エンジン主体、ということで走っているとプリウスよりもエンジンが回っていることが多いようです。アイドリングストップ機構を備えているので、信号待ちなどでブレーキを踏んで止まっていると何も音がしません。しかし、ブレーキから足を離すとすぐにエンジンがかかり、出だしに戸惑うことはありませんでした。ただ、パーキングに入れて止まっているときなどはエンジンがかかったままです。この辺はプリウスとは制御が異なります。

燃費向上のため車の底面まで空力が考えられているボディは、新しい車のカタチを感じさせカッコイイと思えます。上の写真右は無限のエアロパーツをまとったインサイトですが、この手のエアロパーツが似合うハイブリッドカーって、新しいですよね。

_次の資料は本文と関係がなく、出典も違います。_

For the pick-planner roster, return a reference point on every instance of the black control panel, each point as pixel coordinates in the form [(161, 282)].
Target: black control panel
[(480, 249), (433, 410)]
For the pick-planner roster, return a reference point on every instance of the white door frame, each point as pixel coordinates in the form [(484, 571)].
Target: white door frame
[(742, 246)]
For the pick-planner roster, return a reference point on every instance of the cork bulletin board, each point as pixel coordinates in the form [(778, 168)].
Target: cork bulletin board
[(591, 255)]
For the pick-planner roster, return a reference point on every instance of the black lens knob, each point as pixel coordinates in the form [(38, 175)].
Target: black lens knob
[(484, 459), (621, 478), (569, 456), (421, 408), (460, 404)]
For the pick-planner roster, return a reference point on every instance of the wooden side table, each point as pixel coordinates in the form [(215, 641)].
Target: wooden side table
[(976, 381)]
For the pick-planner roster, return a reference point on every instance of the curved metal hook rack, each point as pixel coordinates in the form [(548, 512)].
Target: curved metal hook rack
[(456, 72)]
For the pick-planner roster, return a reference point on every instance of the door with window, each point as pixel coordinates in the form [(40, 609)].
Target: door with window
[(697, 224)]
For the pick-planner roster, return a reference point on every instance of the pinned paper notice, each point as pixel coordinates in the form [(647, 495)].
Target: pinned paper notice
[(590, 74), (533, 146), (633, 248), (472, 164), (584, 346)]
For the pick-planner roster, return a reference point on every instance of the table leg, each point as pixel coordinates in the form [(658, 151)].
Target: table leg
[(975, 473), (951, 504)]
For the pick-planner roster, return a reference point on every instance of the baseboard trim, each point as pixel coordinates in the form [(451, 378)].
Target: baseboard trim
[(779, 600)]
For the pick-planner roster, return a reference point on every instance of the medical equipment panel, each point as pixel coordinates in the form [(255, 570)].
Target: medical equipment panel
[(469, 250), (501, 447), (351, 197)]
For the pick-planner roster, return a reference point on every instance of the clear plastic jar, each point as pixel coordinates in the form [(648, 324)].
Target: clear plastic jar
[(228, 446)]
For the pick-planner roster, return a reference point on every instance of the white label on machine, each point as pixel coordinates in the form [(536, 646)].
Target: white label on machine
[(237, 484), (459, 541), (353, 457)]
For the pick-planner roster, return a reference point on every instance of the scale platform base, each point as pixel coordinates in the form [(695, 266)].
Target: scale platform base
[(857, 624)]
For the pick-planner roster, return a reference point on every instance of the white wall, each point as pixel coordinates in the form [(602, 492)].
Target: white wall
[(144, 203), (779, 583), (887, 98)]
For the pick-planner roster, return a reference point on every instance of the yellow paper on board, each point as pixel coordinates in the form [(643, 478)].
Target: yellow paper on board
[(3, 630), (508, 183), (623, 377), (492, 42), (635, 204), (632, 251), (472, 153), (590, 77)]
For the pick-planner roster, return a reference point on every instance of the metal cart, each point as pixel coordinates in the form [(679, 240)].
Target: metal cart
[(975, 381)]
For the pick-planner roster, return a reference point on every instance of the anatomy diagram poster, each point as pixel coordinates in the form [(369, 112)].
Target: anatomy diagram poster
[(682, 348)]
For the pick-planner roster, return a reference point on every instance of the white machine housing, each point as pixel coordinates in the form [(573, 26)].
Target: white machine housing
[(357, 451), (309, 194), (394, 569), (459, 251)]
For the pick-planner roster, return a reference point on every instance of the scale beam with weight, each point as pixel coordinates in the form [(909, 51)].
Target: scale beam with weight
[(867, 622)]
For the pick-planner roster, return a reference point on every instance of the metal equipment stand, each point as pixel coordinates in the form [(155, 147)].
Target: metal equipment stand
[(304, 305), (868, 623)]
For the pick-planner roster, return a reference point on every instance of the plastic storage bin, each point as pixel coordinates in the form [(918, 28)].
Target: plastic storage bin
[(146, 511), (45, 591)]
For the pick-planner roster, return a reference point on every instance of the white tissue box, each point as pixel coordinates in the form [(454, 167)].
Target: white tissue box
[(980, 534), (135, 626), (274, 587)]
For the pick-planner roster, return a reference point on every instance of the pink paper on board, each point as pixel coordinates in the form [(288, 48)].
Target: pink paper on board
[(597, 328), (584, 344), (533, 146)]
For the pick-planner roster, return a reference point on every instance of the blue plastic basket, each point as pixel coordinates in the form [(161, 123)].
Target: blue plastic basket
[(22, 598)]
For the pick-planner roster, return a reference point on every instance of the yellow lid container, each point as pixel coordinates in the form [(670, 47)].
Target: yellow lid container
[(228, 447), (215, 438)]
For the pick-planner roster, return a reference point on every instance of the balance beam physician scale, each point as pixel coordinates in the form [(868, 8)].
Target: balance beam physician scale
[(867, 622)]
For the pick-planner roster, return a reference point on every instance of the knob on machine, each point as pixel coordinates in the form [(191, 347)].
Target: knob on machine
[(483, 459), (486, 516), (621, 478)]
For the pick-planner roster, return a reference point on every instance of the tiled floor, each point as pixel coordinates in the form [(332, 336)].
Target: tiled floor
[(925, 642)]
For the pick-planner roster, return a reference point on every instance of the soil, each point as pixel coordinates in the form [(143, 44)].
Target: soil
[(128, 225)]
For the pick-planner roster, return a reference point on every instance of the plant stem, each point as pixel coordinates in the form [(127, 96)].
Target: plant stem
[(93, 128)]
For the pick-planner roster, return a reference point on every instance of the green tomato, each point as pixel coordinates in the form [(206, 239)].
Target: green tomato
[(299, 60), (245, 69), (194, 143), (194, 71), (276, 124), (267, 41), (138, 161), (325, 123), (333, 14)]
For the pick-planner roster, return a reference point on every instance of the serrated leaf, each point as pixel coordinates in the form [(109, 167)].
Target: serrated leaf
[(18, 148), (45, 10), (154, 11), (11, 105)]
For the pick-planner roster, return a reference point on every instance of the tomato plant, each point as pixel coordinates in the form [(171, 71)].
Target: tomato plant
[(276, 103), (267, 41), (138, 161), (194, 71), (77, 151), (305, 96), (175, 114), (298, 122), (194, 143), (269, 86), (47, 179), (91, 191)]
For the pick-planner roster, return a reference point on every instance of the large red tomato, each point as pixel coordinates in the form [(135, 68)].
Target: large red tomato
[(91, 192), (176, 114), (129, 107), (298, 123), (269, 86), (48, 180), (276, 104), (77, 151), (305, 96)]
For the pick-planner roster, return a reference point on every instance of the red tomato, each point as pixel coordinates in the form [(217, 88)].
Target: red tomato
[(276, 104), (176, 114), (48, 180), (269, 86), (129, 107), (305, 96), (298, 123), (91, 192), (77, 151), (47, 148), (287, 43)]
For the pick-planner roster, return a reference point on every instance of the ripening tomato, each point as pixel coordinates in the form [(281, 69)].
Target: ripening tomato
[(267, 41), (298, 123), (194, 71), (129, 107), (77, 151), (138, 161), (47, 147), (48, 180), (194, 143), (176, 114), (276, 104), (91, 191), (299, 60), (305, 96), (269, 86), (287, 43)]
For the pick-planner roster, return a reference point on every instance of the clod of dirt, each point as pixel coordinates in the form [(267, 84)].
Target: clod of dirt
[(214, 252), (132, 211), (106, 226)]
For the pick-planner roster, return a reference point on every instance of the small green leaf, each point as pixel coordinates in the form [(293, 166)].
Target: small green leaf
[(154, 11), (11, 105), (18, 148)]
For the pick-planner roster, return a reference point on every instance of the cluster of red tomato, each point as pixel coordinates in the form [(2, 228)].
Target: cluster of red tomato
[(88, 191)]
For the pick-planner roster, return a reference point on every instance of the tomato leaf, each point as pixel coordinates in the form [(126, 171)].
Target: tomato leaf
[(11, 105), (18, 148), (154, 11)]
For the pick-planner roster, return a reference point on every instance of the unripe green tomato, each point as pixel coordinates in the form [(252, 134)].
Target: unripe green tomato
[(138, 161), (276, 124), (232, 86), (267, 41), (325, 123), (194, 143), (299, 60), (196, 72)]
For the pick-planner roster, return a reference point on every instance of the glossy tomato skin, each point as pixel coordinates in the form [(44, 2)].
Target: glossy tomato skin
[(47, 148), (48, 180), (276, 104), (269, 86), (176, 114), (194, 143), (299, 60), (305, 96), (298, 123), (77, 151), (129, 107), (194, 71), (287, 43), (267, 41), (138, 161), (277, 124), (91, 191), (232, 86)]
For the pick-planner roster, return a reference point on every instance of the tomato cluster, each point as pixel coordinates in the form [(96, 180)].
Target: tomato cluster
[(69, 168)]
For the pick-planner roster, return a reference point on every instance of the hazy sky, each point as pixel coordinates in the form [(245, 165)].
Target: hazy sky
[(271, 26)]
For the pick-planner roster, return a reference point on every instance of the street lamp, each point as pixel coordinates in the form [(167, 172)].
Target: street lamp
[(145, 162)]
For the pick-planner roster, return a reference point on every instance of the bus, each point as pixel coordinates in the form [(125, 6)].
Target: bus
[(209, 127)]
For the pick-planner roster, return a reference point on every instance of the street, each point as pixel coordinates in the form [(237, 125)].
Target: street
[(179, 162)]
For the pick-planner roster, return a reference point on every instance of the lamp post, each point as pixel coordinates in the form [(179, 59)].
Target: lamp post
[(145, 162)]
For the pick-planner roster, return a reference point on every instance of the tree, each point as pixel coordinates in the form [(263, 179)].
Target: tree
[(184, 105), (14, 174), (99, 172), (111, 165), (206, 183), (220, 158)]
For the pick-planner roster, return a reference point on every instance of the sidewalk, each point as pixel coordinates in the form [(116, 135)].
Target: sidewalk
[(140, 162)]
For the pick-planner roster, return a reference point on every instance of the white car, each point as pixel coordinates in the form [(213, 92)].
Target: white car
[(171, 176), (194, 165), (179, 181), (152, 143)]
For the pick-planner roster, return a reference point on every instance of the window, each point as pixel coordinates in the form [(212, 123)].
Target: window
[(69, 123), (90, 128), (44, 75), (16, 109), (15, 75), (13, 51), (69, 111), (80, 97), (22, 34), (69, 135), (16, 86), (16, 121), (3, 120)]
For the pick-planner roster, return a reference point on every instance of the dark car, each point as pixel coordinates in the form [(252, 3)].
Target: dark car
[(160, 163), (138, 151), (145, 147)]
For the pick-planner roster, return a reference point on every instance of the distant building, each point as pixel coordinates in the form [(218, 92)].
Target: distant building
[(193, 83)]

運転席からの眺めは広々として視界良好です。コンパクトなボディサイズということもあり、左右の感覚もつかみやすく、ボディの先端が見えなくても誰もが簡単に運転できるはずです。

ただし後席は空力ボディの影響で、身長173cm&座高が高めな私では天井に頭が付いてしまいます。せめて同社のフィットのように後席リクライニング機構をつけてもらえたら、うまく天井がよけられるのですが。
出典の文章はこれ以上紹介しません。